I raised my right hand. My heart was pounding. All those years spent in public schools in America, I'd refrained from saying the Pledge of Allegiance. It was wrong to say it when my loyalties lay elsewhere.
But that changed with a ceremony on a July day four years ago. And it changed me. I learned lessons about the meaning of country and more importantly, about myself.
I'd been in America almost three decades but happily retained an Indian passport. Over the years, each time it was renewed, my green card changed to pink and white but the status remained the same: permanent U.S. resident.
I'd lived here so long that I felt just as much American as I did Indian, but I had my reasons for not taking that last formal step that made my Americanness official.

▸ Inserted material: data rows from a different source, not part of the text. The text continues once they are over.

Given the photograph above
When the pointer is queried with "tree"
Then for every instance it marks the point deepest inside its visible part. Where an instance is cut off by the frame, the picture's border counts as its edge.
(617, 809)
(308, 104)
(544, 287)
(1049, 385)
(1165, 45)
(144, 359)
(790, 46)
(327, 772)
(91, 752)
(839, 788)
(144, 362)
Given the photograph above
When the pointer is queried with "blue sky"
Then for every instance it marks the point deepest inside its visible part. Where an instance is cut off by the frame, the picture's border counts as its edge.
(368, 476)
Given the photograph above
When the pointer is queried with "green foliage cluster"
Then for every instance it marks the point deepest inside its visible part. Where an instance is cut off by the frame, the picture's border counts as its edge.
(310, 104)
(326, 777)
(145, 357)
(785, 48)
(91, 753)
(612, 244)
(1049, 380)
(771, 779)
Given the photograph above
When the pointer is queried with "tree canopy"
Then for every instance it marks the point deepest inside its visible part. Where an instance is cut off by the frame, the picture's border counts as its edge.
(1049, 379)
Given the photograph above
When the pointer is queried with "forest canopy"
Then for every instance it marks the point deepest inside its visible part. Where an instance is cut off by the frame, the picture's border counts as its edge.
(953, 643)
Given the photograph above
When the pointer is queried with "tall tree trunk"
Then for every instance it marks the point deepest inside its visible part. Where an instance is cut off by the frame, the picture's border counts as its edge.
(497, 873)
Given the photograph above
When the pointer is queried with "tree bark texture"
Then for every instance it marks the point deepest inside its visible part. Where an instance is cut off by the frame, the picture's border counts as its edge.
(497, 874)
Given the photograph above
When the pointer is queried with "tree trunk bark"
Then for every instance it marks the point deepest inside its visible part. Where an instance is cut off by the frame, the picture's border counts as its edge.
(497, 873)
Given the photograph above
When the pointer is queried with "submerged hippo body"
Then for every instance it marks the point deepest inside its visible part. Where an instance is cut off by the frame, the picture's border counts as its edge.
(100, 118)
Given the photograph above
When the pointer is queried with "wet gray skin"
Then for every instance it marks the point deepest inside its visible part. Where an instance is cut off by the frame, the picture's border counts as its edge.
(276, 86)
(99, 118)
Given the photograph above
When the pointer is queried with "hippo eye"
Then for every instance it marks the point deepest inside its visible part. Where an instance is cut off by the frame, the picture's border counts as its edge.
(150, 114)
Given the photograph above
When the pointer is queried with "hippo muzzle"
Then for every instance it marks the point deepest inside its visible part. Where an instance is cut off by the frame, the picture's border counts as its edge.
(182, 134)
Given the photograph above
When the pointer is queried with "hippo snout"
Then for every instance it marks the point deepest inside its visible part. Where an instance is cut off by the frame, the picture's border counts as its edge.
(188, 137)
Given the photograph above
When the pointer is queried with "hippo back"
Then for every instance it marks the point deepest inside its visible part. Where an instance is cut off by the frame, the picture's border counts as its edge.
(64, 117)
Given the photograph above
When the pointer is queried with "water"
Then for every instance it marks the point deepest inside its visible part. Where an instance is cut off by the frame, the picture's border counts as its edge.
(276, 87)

One was practical -- there was a matter of inheriting my father's property in Kolkata, India, and for a long time, that process was excruciatingly painful without Indian citizenship. My father knew what a bureaucratic nightmare inheritance could be, and as long as he was alive, he encouraged me to stay an Indian.
The other reason I held back was far more personal.
India does not allow dual citizenship with the United States, and assuming U.S. citizenship would effectively mean renouncing India. That felt like betrayal, a severance with the land that gave me birth and shaped me.
I spent a chunk of my childhood in India. When my family finally settled in the United States, I struggled to find myself.
I learned to speak English well, even with a twinge of Southern drawl, some would say. I went to high school dances and loved my Levi's and even went out on dates, something I would never have done in India at that time.
But I never felt fully accepted.
I was always an "other" on forms that asked for race and ethnicity, before the days when Asian-American became a census category. In high school and college, I found myself fighting stereotypes and answering absurd questions about India, such as "Do people live in grass huts?"
Sometimes, I felt Americans simply didn't understand me and that everything would be better if I could just go back to India.
The yearning for home and family grew stronger with age, especially after my parents moved back to India in 1985. I felt a need to rediscover my roots, not uncommon, I suppose, among immigrant children.
But every time I returned home to visit, I realized I could never feel fully at home in India anymore. I was too Americanized. A memsahib, the elders in my family joked, referring to the term for British women during colonial times.
That, too, is not uncommon among immigrant children. Many of us feel neither here nor there, straddling two cultures as we navigate key years of our lives.
In my case, I was happy to go on as a citizen of one country, a resident of another.
I paid my taxes and enjoyed all the freedoms afforded Americans save two things. I never served on a jury and more importantly, I could not vote. I never had an electoral say in India either because it did not allow absentee voting.
I hailed from the world's largest democracy and lived in the world's most powerful one, but was unable to take part in a free society's most essential expression. I always felt cheated, or worse, that I was falling short.
In 2004, I covered the presidential elections for an Atlanta newspaper, and after months of excitement and intrigue I was frustrated that I could not cast a ballot on Election Day.
By then I had cleared the biggest legal hurdles in India in settling my father's property. And so it happened that I sat down to fill out the necessary forms declaring my intent to become American.
I was fingerprinted, passed citizenship tests that challenged my knowledge of the Constitution and was finally called to take the oath in July 2008.
At the suburban Atlanta offices of the U.S. Citizenship and Immigration Services, I scanned the room to see faces from Vietnam to Venezuela. There were people from 38 countries there that day for the naturalization ceremony.
I thought back to all the people I had met in my career as a reporter, of people who fought for freedom in lands that kept them caged, and others who clawed their way to these shores to break free.
I remembered Cuban dissenters I had met on my trip to Havana, and Afghan women who risked their lives to make things better for their little girls.